L’ordre du 20 mars offre aux harkis trois options : la première est la possibilité de s’engager dans l’armée mais à l’échelon le plus bas, sans considération de leur échelon réel, et de servir la France pendant minimum 9 mois, quelque soit leur période d’engagement antérieure. Leurs familles ne recevraient aucun soutien, et aucun moyen de transport vers la France ou l’Allemagne ne serait mis à leur disposition. La 2ème option propose un retour à la vie civile avec une prime en fonction de leur période de service. Et la dernière option leur donne un délai de réflexion de 6 mois, pendant lesquels ils peuvent travailler comme auxiliaires mais non armés. Vincent Crapanzano rapporte que 1.500 auxiliaires sur 70.000 choisissent la première option, de s’engager dans l’armée et d’aller en France, mais face à la difficulté administrative de cette demande, ils n’arrivent pas à se procurer les papiers nécessaires et finissent par se réfugier dans une caserne pour éviter d’être tués par le FLN. La vaste majorité retint la deuxième option, c’est-à-dire le retour à la vie civile. Mais la majorité des harkis indiquent qu’ils n’avaient pas eu vraiment le choix et qu’on leur avait simplement ordonné de rentrer chez eux, ou bien, qu’ils n’avaient pas compris le choix qu’on leur soumettait. Ils décrivent alors la confusion qui régnait dans leurs rangs, ainsi que la peur et l’incertitude. (Crapanzano, p. 113)

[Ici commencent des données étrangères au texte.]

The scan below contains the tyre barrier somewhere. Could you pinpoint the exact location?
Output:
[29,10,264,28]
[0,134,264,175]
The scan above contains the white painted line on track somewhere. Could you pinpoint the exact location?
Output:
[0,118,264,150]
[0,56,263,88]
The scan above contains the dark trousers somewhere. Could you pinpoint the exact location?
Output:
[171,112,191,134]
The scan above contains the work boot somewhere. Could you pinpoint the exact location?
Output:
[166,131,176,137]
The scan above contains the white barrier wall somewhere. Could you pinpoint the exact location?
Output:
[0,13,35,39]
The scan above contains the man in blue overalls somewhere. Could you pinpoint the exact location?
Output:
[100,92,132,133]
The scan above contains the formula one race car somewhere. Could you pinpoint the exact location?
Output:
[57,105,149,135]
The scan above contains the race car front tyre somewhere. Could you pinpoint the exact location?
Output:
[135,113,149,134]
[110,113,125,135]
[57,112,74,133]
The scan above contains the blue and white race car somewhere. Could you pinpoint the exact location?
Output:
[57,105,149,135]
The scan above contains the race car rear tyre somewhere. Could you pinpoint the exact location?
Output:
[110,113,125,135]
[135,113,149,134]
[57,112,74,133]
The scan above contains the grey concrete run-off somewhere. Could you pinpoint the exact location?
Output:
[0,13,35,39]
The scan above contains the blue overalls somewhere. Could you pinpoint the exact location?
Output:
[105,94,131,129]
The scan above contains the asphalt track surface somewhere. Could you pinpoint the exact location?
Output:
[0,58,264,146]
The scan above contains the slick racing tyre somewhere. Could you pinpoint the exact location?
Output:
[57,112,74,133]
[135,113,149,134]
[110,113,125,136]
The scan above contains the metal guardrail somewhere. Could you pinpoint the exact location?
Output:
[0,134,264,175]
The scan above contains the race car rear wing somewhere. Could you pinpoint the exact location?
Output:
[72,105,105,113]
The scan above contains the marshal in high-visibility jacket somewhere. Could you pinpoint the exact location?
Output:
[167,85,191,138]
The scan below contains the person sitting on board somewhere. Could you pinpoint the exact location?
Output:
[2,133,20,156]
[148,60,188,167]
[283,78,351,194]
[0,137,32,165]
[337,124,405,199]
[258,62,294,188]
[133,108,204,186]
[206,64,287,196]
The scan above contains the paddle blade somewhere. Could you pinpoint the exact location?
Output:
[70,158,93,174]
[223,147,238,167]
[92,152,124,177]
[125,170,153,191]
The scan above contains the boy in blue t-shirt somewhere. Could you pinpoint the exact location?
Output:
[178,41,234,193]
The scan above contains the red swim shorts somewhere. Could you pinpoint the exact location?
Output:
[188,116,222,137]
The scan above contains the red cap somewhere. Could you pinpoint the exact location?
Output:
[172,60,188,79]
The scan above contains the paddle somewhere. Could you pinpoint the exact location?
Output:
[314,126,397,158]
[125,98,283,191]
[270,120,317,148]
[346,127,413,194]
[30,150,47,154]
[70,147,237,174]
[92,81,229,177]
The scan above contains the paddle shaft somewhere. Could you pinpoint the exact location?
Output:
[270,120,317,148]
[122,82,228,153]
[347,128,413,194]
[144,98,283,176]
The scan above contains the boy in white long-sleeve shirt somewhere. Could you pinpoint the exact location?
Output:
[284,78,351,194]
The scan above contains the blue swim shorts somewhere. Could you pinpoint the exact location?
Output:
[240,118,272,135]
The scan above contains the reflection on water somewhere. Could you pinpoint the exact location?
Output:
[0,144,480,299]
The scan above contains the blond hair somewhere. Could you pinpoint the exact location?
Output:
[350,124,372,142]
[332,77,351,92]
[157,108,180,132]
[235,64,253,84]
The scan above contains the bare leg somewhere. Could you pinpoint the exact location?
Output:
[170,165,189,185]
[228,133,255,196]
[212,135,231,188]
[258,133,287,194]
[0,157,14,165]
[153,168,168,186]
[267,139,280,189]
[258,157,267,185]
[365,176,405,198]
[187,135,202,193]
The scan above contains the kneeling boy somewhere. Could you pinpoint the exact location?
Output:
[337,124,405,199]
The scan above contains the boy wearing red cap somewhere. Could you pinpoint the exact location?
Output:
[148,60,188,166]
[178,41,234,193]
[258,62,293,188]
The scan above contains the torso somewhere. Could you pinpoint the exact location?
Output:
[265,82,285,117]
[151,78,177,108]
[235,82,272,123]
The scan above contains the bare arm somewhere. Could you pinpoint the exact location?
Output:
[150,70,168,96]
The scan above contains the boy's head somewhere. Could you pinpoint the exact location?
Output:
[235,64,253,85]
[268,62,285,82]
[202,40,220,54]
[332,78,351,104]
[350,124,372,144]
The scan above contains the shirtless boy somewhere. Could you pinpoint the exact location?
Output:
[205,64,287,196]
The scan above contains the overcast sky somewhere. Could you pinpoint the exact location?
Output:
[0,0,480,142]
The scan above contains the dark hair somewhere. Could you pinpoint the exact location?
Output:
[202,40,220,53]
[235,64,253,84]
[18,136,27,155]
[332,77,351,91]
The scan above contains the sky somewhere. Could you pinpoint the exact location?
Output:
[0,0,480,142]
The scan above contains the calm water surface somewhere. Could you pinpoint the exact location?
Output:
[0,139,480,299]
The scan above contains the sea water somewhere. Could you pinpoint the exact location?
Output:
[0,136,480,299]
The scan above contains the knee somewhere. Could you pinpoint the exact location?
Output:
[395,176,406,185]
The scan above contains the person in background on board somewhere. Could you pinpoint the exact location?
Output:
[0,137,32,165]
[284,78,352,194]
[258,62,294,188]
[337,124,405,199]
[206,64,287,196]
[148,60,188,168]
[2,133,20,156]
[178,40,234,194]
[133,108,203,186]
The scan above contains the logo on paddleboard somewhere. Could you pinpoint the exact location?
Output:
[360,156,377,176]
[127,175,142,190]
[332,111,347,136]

Entre avril et mai 1962, la majorité des supplétifs algériens sont désarmés et démobilisés. Souvent le désarmement est opéré par surprise, les troupes entourant les harkas au lever du jour et braquant leurs mitrailleuses sur les harkis et leurs familles pour récupérer les armes, ou encore par ruse, en demandant aux harkis de rendre leur arme sous prétexte de leur en remettre une plus sophistiqué. Le fait d’avoir été renvoyés chez eux, sans leurs armes devient le symbole de la trahison pour les harkis. Quelques officiers en revanche laissent l’armement à leurs subordonnés, ou les incitent à déserter avec les armes. Par ailleurs, les officiers s’efforcent de convaincre les harkis de fuir mais obtiennent peu de résultats, croyant à la promesse de paix.
Pourtant, entre le cessez-le-feu et l’indépendance, des centres d’interrogatoires et des tribunaux algériens commencent à effectuer des arrestations et exécutions sur lesquels le blackout est total. Des directives du FLN circulent à cette époque et rappellent que le moment attendu n’est pas encore arrivé et que le jugement final des harkis aura lieu dans une Algérie libre. En attendant, les directives demandent de surveiller ces « égarés abandonnés » dans leurs moindres gestes et activités, et d’inscrire leur nom dans une liste noire qu’il faudra conserver minutieusement.
Le terme harki se généralise progressivement pour désigner de manière indistincte toutes les unités supplétives, c’est-à-dire les anciens partisans de la présence française, et plus généralement tout traître potentiel au nouveau régime. Les harkis deviennent ainsi les boucs émissaires et finissent par symboliser la cause de la division de l’identité nationale algérienne (Crapanzano, p. 123). L’Algérie est fondée avec ce sacrifice, dit Vincent Crapanzano, cette mise à l’écart du mauvais objet, dans l’impossibilité d’avoir un sens interne de cohésion, de l’union dans le pays, sachant que les harkis tiennent encore aujourd’hui le rôle d’ennemis d’Etat dans la rhétorique politique du gouvernement algérien (Crapanzano, p. 143). Et la « chasse aux harkis » s’inscrit dans cette logique.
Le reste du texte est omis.